That didn’t work. It never does.
Hours after I called it a day, I could still feel the buzz of the chain saw in my hands. There was a deep ache in my shoulder, right where they had taken the other two bullets out.
“What was it this time?” Jackie said. He slid a cold Canadian my way.
He was talking about my face, of course. There was a nice little swollen knot under my eye. Whenever something goes wrong, I end up wearing it on my face.
“Hornets,” I said.
“How’s the cabin going?”
“It’s a little slow.”
He nodded his head. He didn’t say a word about how late it was in the season or how much of a fool I was. Jackie understood why I needed to do this.
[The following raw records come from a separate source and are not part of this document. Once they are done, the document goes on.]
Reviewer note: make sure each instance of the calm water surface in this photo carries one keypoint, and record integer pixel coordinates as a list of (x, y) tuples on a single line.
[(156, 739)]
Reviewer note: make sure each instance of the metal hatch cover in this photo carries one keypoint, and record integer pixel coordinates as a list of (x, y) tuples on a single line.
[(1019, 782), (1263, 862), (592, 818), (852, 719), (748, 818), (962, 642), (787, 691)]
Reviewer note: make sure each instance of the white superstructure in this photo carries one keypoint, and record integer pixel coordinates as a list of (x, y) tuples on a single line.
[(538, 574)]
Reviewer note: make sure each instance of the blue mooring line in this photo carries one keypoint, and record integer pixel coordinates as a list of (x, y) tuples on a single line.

“You know who could help you,” he said.
I knew. I took a long pull off the bottle and then set it back down on the bar. “I’ve got to get some sleep,” I said. Then I left.
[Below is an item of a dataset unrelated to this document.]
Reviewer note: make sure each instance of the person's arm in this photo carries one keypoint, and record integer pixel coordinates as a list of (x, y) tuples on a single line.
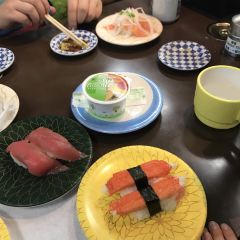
[(83, 11), (25, 12)]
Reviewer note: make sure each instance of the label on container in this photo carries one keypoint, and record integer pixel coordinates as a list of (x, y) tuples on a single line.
[(233, 46), (106, 87)]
I was just as sore the next morning, but somehow everything felt different. It was all coming back to me, the way you let the chain saw and the ax do the work, the way you work with the grain of the log instead of fighting against it. The logs started fitting together the way they were supposed to. I had the walls two logs high by lunchtime. Of course, that meant it was getting harder and harder to wrestle the logs into position. I’d have to start using the ramps soon, and eventually I’d have to set up some kind of skyline. That would slow me down.